Last December, Deputy Andrew Wood was allegedly distracted by his mobile digital computer when his patrol car drifted into the bike lane, running over cyclist Milton Olin Jr. in Calabasas. Olin was a 65-year-old attorney and former chief operating officer of the online file-sharing service Napster.

Prosecutors said in a letter cited by Los Angeles Daily News that because Wood was acting within the course of his duties when typing into his computer, criminal charges are not warranted:

“He was responding to a deputy who was inquiring whether the fire investigation had been completed… Since Wood was acting within the course and scope of his duties when he began to type his response, under Vehicle Code section 23123.5, he acted lawfully.”

Prosecutors are erroneously interpreting this section of the California motor vehicle code to mean that law enforcement officials are allowed to use electronic wireless devices while carrying out their duties.

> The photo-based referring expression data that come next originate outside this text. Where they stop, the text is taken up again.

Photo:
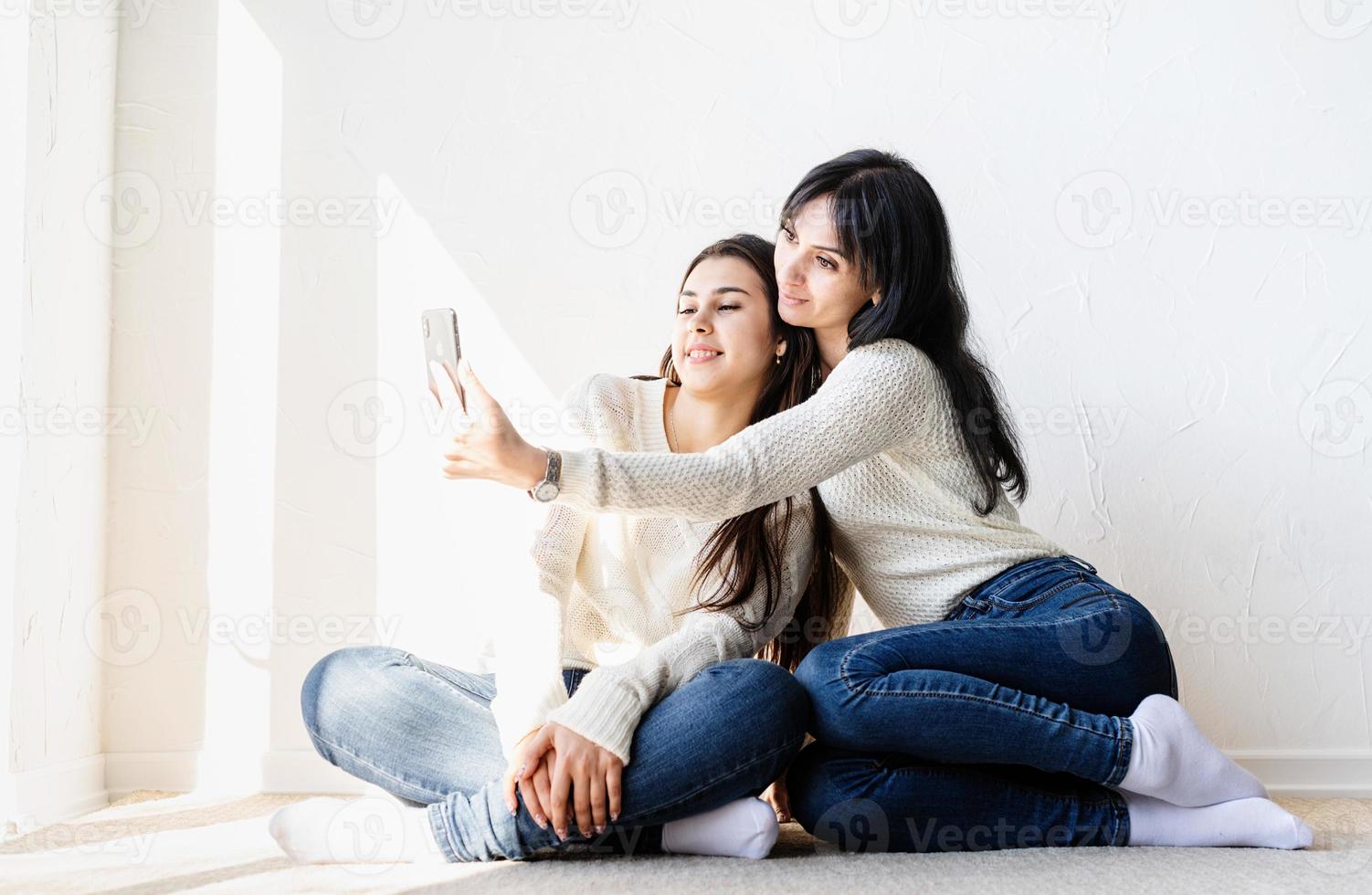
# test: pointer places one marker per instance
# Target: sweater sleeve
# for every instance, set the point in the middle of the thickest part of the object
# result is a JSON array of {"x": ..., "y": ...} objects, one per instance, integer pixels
[
  {"x": 879, "y": 397},
  {"x": 529, "y": 638},
  {"x": 612, "y": 699}
]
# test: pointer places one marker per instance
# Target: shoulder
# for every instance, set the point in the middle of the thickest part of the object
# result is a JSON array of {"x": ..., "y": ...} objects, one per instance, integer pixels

Olin’s family as filed a civil wrongful death lawsuit against the Sheriff’s Department, accusing the deputy of negligence.

And this is clearly negligence. In fact, in my legal opinion, this is gross negligence. Most states define gross negligence similar to Michigan, as conduct or a failure to act that is so reckless that it demonstrates a substantial lack of concern for whether an injury will result.

Whether or not the deputy was sending a work-related e-mail, he was driving distracted – and he killed an innocent man. Based upon the science that we now know about how dangerous distracted driving really is, and that sending a text message can increase your likelihood of being involved in a car accident 23 fold, sending that email shows a reckless disregard for others.

The California Sheriff’s Department knows this.